Gasoline prices rise by P1.10/liter; diesel by P1.55/liter


At a glance

  • Based on the pricing advisories of the industry players, the price of gasoline products will rise by P1.10 per liter; while diesel prices will have heftier upward adjustment of P1.55 per liter; and kerosene by P1.40 per liter.


Motorists will be driving to their frustration at the pumps this week as the price of petroleum commodities will be on a new series of big-time price hikes as announced by the oil companies.

Based on the pricing advisories of the industry players, the price of gasoline products will rise by P1.10 per liter; while diesel prices will have heftier upward adjustment of P1.55 per liter.

In parallel, the price of kerosene, which is an essential base for aviation fuel and also a key commodity used by households and other industries, will escalate by P1.40 per liter.

As of this writing, the oil firms that already sent notices on their price hikes effective Tuesday (April 9) had been Shell Pilipinas Corporation, Seaoil Philippines and Cleanfuel; while their competitor-firms are all anticipated to follow suit.

Prior to this round of adjustment, a monitoring report of the Department of Energy (DOE) has shown that price swings since the start of the year already yielded net increases of P8.20 per liter for gasoline; and P4.50 per liter for diesel.

The aggressive climb in prices in the global market last week had been mainly attributed to array of geopolitical events as well as strands of economic growth in ‘super power countries’ that are seen to cause stress on available supply moving forward.
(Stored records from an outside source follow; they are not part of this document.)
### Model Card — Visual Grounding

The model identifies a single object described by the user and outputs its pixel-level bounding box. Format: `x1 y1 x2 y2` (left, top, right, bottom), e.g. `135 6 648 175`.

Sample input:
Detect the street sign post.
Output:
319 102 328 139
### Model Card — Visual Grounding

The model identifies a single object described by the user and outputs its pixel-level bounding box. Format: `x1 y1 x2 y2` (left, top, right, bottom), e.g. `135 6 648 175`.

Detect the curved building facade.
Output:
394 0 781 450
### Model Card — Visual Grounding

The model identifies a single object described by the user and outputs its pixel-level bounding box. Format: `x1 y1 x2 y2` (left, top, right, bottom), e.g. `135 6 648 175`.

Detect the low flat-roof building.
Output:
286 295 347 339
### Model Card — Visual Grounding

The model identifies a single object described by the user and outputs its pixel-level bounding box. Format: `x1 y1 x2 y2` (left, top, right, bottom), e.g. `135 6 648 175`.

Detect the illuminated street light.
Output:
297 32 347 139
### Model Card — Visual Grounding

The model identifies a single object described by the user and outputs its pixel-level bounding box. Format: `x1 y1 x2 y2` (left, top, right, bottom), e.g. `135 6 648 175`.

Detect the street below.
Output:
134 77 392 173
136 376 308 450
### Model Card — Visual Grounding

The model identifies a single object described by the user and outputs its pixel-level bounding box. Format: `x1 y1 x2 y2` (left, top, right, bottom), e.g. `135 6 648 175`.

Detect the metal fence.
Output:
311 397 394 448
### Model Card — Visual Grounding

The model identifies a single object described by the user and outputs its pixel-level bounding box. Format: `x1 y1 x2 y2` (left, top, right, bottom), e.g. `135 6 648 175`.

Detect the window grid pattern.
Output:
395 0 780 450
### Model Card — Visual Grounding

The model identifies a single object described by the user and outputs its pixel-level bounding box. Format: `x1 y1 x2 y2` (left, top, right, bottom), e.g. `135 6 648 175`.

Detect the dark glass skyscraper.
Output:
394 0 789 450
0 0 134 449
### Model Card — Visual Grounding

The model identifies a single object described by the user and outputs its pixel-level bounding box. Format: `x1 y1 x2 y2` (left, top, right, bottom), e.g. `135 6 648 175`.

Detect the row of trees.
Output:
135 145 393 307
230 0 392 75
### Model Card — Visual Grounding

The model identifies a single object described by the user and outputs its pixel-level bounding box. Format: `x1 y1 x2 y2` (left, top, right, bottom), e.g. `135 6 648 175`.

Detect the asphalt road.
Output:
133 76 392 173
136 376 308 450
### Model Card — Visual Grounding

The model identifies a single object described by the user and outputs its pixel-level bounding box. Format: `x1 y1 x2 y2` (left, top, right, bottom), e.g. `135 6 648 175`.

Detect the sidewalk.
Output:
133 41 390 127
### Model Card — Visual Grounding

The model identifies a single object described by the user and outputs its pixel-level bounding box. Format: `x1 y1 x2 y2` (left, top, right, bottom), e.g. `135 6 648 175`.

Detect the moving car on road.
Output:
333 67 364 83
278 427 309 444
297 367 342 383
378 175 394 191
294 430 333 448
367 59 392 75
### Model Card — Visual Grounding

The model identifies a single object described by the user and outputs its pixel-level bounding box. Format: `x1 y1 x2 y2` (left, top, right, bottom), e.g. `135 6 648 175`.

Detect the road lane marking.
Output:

As of end-week trading on Friday (April 5), international benchmark Brent crude already breached the $91 per barrel territory, hence, that had driven up further the estimated price increases at the pumps this week.

The developments which perturbed market sentiments last week had been reports on the continued output cuts of the Organization of the Petroleum Exporting Countries and ally-producers (OPEC+); as well as fears on probable retaliatory attacks that Iran might launch against Israel.

Further, there are also emerging market worries about added supply strain due to concerns on Mexico’s production decline, that in turn, may result on its lower export to markets.

On the demand front, the main global economic headway which exerted pressure on supply had been the improved manufacturing outcomes logged by China and the United States, two of the world’s biggest end-users of petroleum commodities.